Worauf richtet sich also der Glaube im Abendmahl? Der Glaube richtet sich im Abendmahl nicht auf das eigene Gefühl. Er richtet sich auf Gottes Wort, auf seine Zusage, wie sie in Brot und Wein sichtbar gereicht werden. In Gottes Wort sucht und findet er, oft gegen das eigene schlechte Gewissen, Gewissheit der Sündenvergebung. Der echte Glaube richtet sich im Abendmahl auch nicht auf sich selbst. Denn dem echten Glauben geht es nicht so sehr darum, was innen drin, im eigenen Herzen passiert, sondern darum, was außen geschieht. Von außen wird ihm Gottes Wort zugesprochen und sichtbar gereicht.
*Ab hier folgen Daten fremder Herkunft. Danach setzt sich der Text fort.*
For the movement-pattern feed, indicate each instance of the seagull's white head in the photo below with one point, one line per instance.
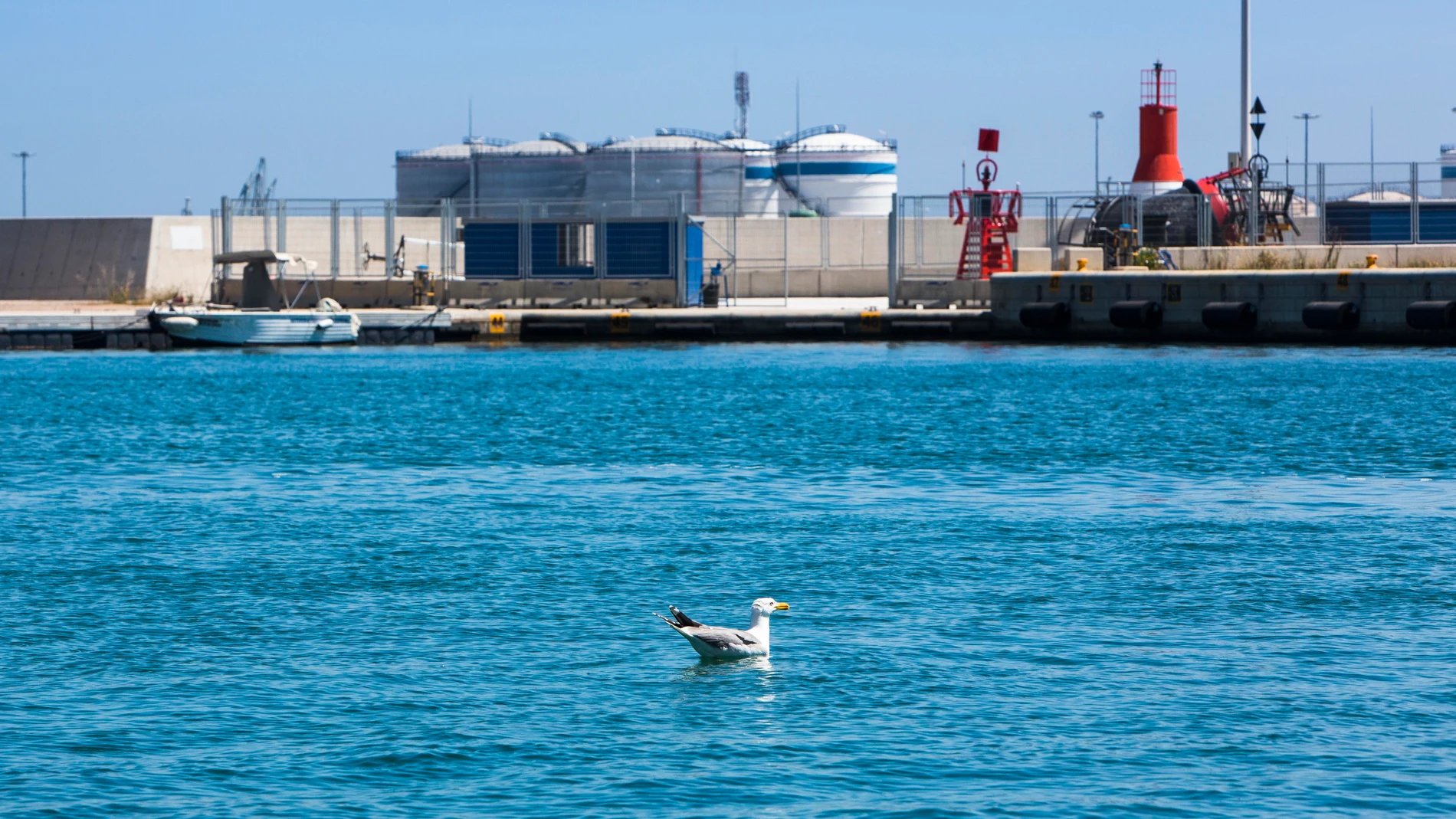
(768, 605)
Von außen richtet Gott durch das, was im Abendmahl gesprochen und gereicht wird, den Glauben auf.
Ist der schlichte Glaube, der seine Schuld bekennt und auf Gottes Verheißung der Sündenvergebung vertraut, die angemessene Haltung zum Empfang des Abendmahls, so ist deutlich, dass der Unglaube eine Haltung ist, die vom Abendmahl ausschließt. In 1. Kor. 11,27-29 warnt Paulus davor, im Unglauben am Abendmahl teilzunehmen. Das heißt, wer Brot und Wein beim Abendmahl nicht als Zeichen auf den für ihn notwendigen Sühnetod Christi auffasst, der soll nicht am Abendmahl teilnehmen, weil er sich sonst Gottes Gericht zuzieht. Am Schluss soll aber nicht die Warnung vor dem Abendmahl stehen, sondern eine Ermutigung. Allen, die sich fragen mögen, ob sie denn würdig seien, am Abendmahl teilzunehmen, sei vorgehalten, was Martin Luther im Großen Katechismus geschrieben hat:
Sprichst Du aber: Wie denn, wenn ich fühle, daß ich nicht bereit bin (für das Abendmahl)? Antwort: Das ist meine Anfechtung auch, sonderlich aus dem alten Wesen unter dem Papst her, da man sich so zermartert hat, daß man ganz rein wäre und Gott gar keinen Tadel an uns fände. Davon sind wir so schüchtern geworden, daß sich jedermann flugs entsetzt und gesagt hat: o weh, Du bist nicht würdig. Denn da hebt Natur und Vernunft an, unsere Unwürdigkeit gegen das große, teure Gut zu rechnen, da findet sichs denn wie eine finstere Laterne gegen die lichte Sonne oder Mist gegen Edelsteine, und weil sie solches siehet, will sie nicht hinan und wartet, bis sie bereit werde, so lange, daß eine Woche die andere und ein halbes Jahr das andere bringt. Aber wenn Du das ansehen willst, wie fromm und rein Du seiest, und danach streben, daß Du keine Gewissensbisse hast, so darfst Du nimmermehr hinzukommen…. Wer aber gerne Gnade und Trost haben wollte, soll sich selbst antreiben und durch niemand davon abschrecken lassen und so sprechen: ‚Ich wollte wohl gern würdig sein, aber ich komme auf keine Würdigkeit, sondern auf dein Wort, daß du es befohlen hast, als der ich gern dein Jünger wäre; meine Würdigkeit bleibe, wo sie kann.’ Es ist aber schwer, denn das liegt uns immer im Wege und hindert uns, daß wir mehr auf uns selbst als auf Christi Wort und Mund sehen. … Bist Du nun beladen und fühlest deine Schwachheit, so gehe fröhlich hin und lasse dich erquicken, trösten und stärken.